IMPORTANT: All "aux" tables can be readed (obviously, with "old" data until I commit) by others transactions while I'm "re-populating" them. But I can guarantee that they are never updated by those transactions.
My current process is:
- START TRANSACTION;
- DO A LOTS OF OPERATIONS ON DATABASE. INSERT / UPDATE / DELETE ON SEVERAL TABLES.
- AFTER THAT, I WILL CALCULATE "AUX" TABLES
- LOOP THROUGH ALL MY "QUERIES": (WHERE HERE WE CAN CALL AS "X")
- LOOP TROUGHT ALL "PERSON": (WHERE HERE WE CAN CALL AS <person>)
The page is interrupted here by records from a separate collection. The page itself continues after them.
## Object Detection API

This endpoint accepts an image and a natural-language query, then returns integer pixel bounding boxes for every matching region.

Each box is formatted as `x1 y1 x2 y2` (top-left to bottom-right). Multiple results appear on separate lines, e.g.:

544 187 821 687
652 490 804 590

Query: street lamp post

- DELETE FROM <TABLE_X> WHERE PERSON = <person>;
- INSERT INTO <TABLE_X> (PERSON, FIELD_A, FIELD_B, FIELD_C)
(SELECT <person>,
FIELDS...
FROM "LOTS OF TABLES"
JOIN "COMPLEX SQL"...
WHERE SOME_FIELD = <person>
);
- END LOOP "PERSON"
- END LOOP "QUERIES"
- COMMIT;
Considerations:
Some of those tables has thousands of records, and often only just a few records need to be update / delete / insert if comparing with the record set already "existing" in the table.
As deleting and "re-inserting" is causing too much "disk i/o" (so obvious), and I need to "update" just a few records, I'm trying to get an efficient way of doing it.
I tried to delete / update / insert in separeted steps, doing it directly from "complex query", but it takes too much time, because query was executed 3 times (once for delete, other for update e another for insert).
Any suggestions?